They have scored more runs than any National League team. Only the Dodgers, in their spacious confines, have allowed fewer runs. No Cubs regular sports an on-base percentage south of .350. Their 110 OPS+ is their highest total of any Cubs team in 71 seasons. The 118 ERA+ Cubs pitchers boast is second only to the Dodgers. Their 188 run-differential is best in the National League by 72 runs.

There will be time to dissect the Cubs further when we evaluate their chances vis-a-vis their opposition next week for the NLDS but for now, let us acknowledge a regular season of historic significance for one of Major League Baseball's most beloved franchises. The post-season promises unpredictable twists and turns but there can be no mistaking that this is the best October team Chicago will field in generations. 73 years later, George Wise may be headed back to Wrigley for the Fall Classic.

Comments

I would disagree with your assessment of Dodger Stadium as having "spacious confines". According to baseball-reference.com's park factors, Dodger Stadium favors hitters this year as well as in 2006-2007. This year it's almost equal to Wrigley.

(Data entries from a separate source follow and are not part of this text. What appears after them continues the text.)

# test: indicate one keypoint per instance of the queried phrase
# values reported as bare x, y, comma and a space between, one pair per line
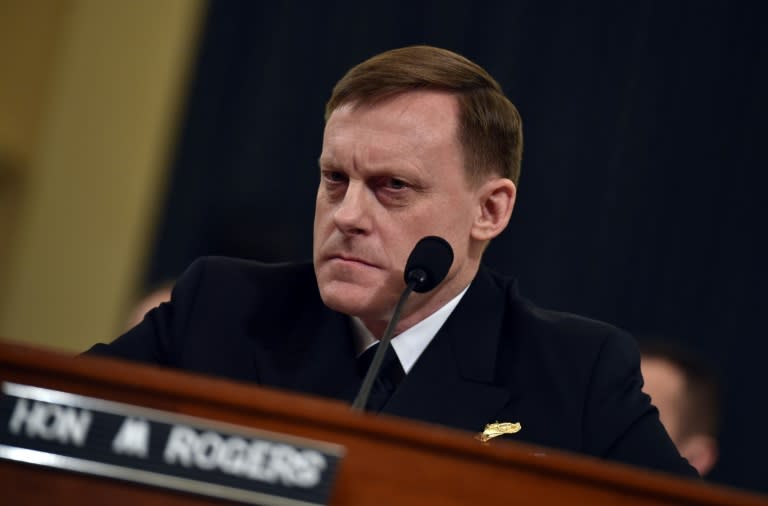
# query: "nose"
352, 215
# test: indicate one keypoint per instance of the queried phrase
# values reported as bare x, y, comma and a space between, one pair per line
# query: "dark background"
641, 200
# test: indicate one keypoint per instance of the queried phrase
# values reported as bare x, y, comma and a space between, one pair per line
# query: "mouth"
352, 260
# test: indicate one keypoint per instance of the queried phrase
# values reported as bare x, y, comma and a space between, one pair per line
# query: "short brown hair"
700, 410
490, 127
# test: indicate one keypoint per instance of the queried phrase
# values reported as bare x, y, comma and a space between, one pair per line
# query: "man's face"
666, 385
391, 173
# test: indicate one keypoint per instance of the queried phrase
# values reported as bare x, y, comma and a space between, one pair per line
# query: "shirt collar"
410, 344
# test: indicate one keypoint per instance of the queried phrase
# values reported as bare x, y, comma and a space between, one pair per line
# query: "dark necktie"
390, 375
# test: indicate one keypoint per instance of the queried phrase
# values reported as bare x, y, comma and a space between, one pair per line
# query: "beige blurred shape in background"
90, 97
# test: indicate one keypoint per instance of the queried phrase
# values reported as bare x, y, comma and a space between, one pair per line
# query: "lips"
351, 259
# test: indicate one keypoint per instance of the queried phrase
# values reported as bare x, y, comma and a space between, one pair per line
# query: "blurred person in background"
685, 389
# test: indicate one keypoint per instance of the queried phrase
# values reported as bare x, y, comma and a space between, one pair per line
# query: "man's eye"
334, 177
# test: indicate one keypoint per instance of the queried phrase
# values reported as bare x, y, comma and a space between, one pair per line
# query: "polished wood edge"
231, 395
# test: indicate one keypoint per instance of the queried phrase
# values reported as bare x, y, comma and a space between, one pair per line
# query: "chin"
352, 299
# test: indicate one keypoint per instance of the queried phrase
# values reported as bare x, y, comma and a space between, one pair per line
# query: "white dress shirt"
410, 344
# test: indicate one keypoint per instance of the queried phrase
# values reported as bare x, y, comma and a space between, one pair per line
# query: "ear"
701, 452
496, 199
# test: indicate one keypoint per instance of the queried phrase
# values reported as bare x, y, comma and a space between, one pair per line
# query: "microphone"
427, 266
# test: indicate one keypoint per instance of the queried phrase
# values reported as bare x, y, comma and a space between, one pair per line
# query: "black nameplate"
93, 436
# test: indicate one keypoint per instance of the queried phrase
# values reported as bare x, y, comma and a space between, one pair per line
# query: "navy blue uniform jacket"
573, 383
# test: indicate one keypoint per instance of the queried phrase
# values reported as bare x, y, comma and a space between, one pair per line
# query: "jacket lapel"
452, 383
315, 354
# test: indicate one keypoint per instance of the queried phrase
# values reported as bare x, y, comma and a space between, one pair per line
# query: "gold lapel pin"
493, 430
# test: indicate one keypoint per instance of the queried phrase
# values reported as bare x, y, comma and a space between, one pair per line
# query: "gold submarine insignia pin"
493, 430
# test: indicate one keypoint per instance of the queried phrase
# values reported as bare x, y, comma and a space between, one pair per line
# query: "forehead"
410, 120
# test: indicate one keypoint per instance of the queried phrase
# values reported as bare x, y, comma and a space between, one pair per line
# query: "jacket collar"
452, 383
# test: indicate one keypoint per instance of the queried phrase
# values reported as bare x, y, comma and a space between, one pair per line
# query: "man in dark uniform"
418, 141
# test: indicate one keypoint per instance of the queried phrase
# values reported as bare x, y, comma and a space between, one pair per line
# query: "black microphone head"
428, 263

http://sports.espn.go.com/mlb/stats/parkfactor

It's a very different Dodger Stadium since the McCourts took over. Home plate was moved closer to center field, and huge chunks of foul territory in every direction have been replaced with seats. Dozens of fans who had front row seats on the foul lines for decades found themselves several rows back if they didn't shell out several times as much money as they used to pay. Lots of foul outs are now just foul balls, and it's easier to hit the ball over or off the outfield walls. Tonight's game, for example, I recall three foul balls that landed five rows back or less, all of which would have been outs five years ago. Dodger Stadium was at its largest (i.e. best for pitching) back when it first opened, but there's no way to shrink the stadium any more without returning to the bandbox dimensions of Ebbets Field.

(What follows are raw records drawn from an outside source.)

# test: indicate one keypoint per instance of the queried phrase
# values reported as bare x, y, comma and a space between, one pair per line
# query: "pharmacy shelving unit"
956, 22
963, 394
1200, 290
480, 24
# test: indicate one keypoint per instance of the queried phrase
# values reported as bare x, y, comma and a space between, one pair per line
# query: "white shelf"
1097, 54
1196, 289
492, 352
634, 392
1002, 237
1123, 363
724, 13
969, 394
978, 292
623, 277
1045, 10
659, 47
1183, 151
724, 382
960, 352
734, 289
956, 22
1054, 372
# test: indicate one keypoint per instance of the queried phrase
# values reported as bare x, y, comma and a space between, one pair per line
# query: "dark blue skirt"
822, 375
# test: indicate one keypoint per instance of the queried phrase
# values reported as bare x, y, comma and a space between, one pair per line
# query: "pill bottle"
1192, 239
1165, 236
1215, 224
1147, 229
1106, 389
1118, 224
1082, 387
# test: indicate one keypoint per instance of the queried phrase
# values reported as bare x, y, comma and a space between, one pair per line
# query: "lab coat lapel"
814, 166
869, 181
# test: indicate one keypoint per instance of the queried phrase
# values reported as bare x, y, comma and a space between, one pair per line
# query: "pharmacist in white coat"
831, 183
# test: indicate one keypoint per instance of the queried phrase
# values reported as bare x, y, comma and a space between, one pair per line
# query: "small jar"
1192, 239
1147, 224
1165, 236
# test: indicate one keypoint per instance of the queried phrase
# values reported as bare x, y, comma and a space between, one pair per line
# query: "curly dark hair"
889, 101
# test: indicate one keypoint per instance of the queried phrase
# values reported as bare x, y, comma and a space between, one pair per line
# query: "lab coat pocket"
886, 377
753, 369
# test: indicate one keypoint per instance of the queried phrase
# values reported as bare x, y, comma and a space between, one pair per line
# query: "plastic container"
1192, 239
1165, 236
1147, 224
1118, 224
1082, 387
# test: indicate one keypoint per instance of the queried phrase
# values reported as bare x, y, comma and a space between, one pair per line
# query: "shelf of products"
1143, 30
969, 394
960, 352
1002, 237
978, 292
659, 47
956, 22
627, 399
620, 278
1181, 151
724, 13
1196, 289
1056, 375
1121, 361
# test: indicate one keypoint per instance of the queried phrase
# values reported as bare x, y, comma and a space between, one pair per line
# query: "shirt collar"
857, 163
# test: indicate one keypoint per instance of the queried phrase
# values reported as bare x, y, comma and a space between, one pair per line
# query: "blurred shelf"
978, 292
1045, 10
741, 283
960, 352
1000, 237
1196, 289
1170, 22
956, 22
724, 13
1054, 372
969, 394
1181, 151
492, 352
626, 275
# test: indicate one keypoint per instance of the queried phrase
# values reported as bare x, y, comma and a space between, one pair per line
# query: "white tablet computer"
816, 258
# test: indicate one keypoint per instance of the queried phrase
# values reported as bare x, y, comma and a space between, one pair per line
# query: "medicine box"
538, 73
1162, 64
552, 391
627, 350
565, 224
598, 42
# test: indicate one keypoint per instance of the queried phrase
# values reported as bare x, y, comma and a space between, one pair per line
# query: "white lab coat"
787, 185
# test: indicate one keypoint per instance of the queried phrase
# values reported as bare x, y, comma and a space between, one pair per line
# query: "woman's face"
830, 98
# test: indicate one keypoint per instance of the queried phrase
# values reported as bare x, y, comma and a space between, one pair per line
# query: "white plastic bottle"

What there has been this year is one of the coolest summers in memory, and I've lived in the area all my life. This is surprising following record breaking heat this spring. When Los Angeles is cool, you get an onshore flow, the humidity goes up, and the balls don't carry. When Los Angeles is hot, then it's a hitter's park. When there were all those fires throughout California earlier this year, LA was surprisingly exempt, with some of the wettest and least smoky air in the state; I don't know why. We paid close attention to that stuff because my wife is so allergic to smoke; the air at my mom's house (northwest of LA) was cleaner than at our house (near Yosemite) or our daughter's (San Francisco). But if I had to bet my life on a shutout happening, and I could pick any ballpark but not the weather conditions or the teams, I'd go with Petco, and it's not close. And as was cited, BR says LA's three year running total is a hitter's park, at 104/103.

http://www.baseball-reference.com/teams/LAD/attend.shtml

I'll take baseball-reference.com's numbers over ESPN's any day of the week, any sport.

Best Chicago team in generations? I assume you mean Cubs' team. And even then, I'm not sure this team is better than the '84 team. The NL is brutal. I'm guessing this team won't got 11-1 in the playoffs. Probably won't win the WS.

They are good. Exactly how good? We'll soon find out.